Looking Back to Beddgelert
In Wales, I tend to carry "The Welsh Peaks" by W.A.Poucher (Third Edition 1967). A photographer and climber whose words resemble those more of a headmaster, rather than a guidebook writer and the walk descriptions are far less thorough than Wainwright in the Lake District, but nonetheless they are very useful. "I am astonished to observe the strange footwear worn by some of our young friends; amoung which thin leaather or rubber-soled shoes are common."
That pointed peak in the distance has caught my eye!
Beddgelert and Llyn Dinas
What a view! In my opinion, Beddgelert sits close to the centre of one of the most beautiful parts of the United Kingdom. "They" have started to clear Snowdonia of Rhododendrons - seen as an invasive species, popular with C19th land owners - hence the bare hillsides on the far side of the village. Apart from that, which will hopefully re-cover quickly with good things, everywhere you look brings a smile to your face! The other pointy peak is Moel Siabod.

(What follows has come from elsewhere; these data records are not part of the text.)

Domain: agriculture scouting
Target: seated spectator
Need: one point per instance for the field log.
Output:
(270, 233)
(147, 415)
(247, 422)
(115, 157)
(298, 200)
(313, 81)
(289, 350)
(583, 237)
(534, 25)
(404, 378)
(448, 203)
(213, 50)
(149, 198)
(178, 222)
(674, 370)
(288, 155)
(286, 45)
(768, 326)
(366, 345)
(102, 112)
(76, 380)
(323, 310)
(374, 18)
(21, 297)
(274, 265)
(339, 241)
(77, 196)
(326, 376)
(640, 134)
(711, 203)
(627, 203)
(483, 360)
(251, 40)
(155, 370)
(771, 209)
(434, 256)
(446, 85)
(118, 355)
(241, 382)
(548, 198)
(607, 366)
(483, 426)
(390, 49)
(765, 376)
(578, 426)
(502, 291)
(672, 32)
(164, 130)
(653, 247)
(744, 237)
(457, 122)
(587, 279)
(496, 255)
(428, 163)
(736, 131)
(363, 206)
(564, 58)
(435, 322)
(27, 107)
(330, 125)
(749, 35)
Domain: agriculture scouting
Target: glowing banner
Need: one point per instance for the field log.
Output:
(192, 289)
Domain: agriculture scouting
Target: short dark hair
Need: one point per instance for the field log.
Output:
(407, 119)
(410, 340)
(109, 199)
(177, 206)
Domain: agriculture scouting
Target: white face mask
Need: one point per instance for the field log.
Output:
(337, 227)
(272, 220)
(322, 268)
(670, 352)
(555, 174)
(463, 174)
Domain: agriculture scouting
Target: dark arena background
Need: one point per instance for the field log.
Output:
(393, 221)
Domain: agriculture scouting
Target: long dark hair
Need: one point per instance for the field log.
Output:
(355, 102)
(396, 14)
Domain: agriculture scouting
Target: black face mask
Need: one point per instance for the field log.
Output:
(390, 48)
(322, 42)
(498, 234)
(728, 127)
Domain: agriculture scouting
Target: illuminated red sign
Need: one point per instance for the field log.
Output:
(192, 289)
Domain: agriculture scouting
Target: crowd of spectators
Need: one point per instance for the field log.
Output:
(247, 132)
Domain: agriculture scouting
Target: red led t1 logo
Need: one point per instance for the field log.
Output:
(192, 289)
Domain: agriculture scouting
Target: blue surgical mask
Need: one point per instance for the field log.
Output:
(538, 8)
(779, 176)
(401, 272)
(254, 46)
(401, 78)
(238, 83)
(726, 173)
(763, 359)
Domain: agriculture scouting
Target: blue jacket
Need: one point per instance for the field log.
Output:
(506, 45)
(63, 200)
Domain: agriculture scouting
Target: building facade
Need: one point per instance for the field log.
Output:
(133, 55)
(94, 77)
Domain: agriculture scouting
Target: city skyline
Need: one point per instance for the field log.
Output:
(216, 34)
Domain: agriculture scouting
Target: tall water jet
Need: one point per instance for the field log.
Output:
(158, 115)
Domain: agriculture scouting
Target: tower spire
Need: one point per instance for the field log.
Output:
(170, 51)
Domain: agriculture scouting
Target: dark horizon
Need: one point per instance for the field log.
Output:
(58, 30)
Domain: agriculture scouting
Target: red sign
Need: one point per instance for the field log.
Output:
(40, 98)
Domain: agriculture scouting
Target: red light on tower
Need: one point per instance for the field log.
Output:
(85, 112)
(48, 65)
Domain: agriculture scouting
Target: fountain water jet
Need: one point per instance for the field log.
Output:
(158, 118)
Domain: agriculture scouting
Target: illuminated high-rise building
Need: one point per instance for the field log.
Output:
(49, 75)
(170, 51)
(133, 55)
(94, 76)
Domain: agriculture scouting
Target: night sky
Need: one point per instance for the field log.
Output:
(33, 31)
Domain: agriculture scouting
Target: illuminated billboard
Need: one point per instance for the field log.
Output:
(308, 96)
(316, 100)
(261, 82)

It is impossible to make quick progress, partly because the path gets quite steep, but mainly because of the views of the "engirdling" hills. Over there, Snowdon and the neighbouring sharp point of Yr Aran. The colours in the foreground represent a descending couple with two young children who greeted me with beeming smiles. The legal high of fresh air and exercise is working well today.
The last 700ft or so of ascent is quite steep over loose stones.
Not quite the top comes into view 2hrs after leaving the campsite.
We're still wondering what that dark pointy peak is over there.
To The Summit
Molly on top of Moel Hebog 2,566ft asl
This is the highest top I have reached on an evening walk. Words cannot express the unforgetable experience of reaching this summit on this day at this time in this weather. It's 2000hrs, boozers are boozing; loungers are wathcing soaps; dog walkers are pottering around parks avoiding some folk and hoping to meet others; and some folk are just looking blandly at small screens.
The Trig Point
Without doubt, these are the finest felltop views I have ever had the pleasure of experiencing.
South: To Portmadog
North-East to Snowdon
East to Moel Siabod
Ideally we would have walked on to the two neighbours of Moel Hebog, but there is some pressure of time and whilst I have my map and the light is still good, I seem to have left my compass in the other rucksac.
Northish to The Nantille Ridge (centre)
Sunlit Northside of Moel Hebog
The next fell top is that of Moel y Ogof, maybe one for another day. We head into the col of Bwlch Meillionen to find a route back through the forestry plantations.
Somewhere there is a path through that lot.
Trial Asbestos Mine? or Ogof Owain Glyndwr (Cave)
Moel y Ogof is home to two features, one being a trial mine for asbestos and the other a cave. This void is probably one of them.
Into The Forest
Falls in Cwm Meillionen
It's a bit of a rough footpath through the forest, but the authorities have tried to keep walkers off the main tracks and that's generally what we prefer. Many posts are numbered which could be helpful if you are following a guided trail.
It's an easy final mile or two along good tracks and back to the farmhouse for a walk back over the railway line and into Beddgelert and so to the campsite for a 22:15hrs finish. The Pointed Peak belongs to The Moelwyns, with Cnicht on the left, less prominet from my photographs.
Walkers: Molly The Dog and Me.
Route: Cae Du Campsite, Beddgelert, Cwm Cloch Farm, Moel Hebog on well worn tracks, Bwlch Meillionen, footpath through Beddgelert Forest, Cwm Cloch, Beddgelert, Campsite.
Greetings: On the main body of the walk there was the family of four plus one runner.
Weather: Dry, Sunny with a strong breeze on top.
Time Taken: 4hrs 30mins over a distance of maybe 7 miles, 2,400ft of ascent.